I’ll read the post and see if it answers my question - however, the structure currently is as follows:

  1. Workflow is triggered with a URL to the Excel file on a google cloud bucket
  2. URL is given to an activity to download the file and write it to disk (because of the serialization limitation, I can’t return the instance directly from the activity)
  3. Workflow creates a workbook instance from the file, and iterates over all the rows (and this is the loop that bothers temporal because it can’t poll the workflow

Regarding your solutions,
Passing it as an activity: I think I tried passing the Workbook instance to an activity but I’ll give it another go. If I don’t need to return the workbook instance itself, then I should be safe from the serialization failure.

As to the data converter, how would that work exactly? I tried making a custom data converter and it didn’t help, but I probably did something wrong.

What would implementing a custom converter do exactly? My issue is jackson tries to serialize a class that isn’t serializable. If I remember correctly, what I tried to do with the custom data converter was to explicitly tell jackson not to serialize this class, but then it would still be null.

Take a look at the file-processing sample, imo you can have one activity which writes the file to disc and then can call another activity on same host to read it and return a “batch” of rows or whatever the iteration parameter are for processing.

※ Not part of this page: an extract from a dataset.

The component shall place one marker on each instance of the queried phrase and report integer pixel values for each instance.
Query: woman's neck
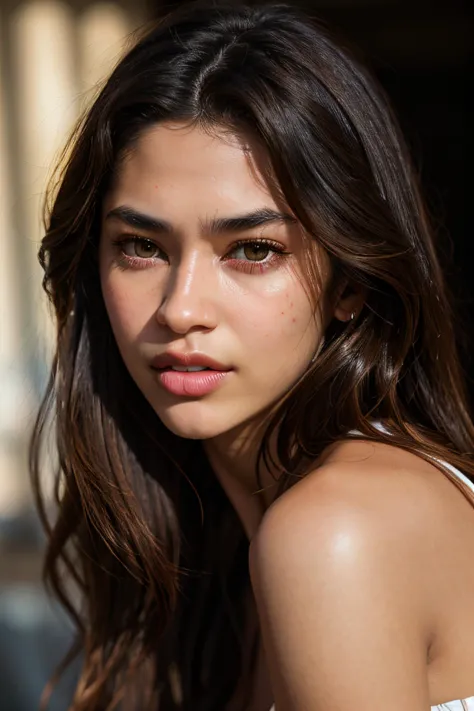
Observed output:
(233, 457)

I’ve taken a look at that already actually,

The issue with returning a “batch of rows” is that it will still be a loop regardless. Iterating over the rows in the workflow method simply doesn’t work.

Is there a way to get the worker’s ActivityExecutionContext from the workflow? That way I can pass the Workbook instance in the constructor. I don’t have access to the excel during registration, so can’t do it that way.

If its just impossible as you mention you could do all processing in activity. Just make sure it heartbeats and you can set the heartbeat payload to current iteration so in case of retry could continue from last completed. Would it be possible to see some of your current impl? Could maybe help with data coverter for this type.